A new grant from the Missouri Foundation for Health will help train more City police officers to identify and assist citizens with mental illnesses.
The program trains officers to work as team members with mental health professionals to sidestep the sorts of escalating crises that could be dangerous to both citizens and police. This training will be particularly useful in officers’ interactions with homeless people, many of whom have serious, and usually untreated, mental illnesses.
As usual, I expect to hear protests from some self-described advocates for the chronically homeless. And, as usual, I have little patience for most of their complaints. They live in communities that do too little for homeless people, but they feel comfortable criticizing the City, the Downtown Partnership, and the homeless services providers in the City for what they do.
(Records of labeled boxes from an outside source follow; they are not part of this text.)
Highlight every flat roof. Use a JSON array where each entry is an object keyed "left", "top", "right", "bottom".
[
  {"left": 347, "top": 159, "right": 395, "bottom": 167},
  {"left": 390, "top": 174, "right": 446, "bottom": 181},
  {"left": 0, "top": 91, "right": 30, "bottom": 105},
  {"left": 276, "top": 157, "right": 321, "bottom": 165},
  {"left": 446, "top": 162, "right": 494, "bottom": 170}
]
The City spends about $15 million a year on homeless services compared to about $2 million in St. Louis County and to almost nothing in the rest of the suburban municipalities.
I know what SLU law clinic director John Ammann will say. He’ll argue all day that the region’s services must be concentrated in the City because the region’s homeless are concentrated in the City.
One, that is false. A large percentage of the calls to the City’s homeless hotline actually come from the suburbs.
Two, the argument is backwards. The reason there are so many homeless people in the City is that there are so many homeless services in the City. If more suburban municipalities would start doing their fair share, more homeless people would seek services and shelter there.
Of course, that is exactly why so many communities refuse to help. That’s the sad irony.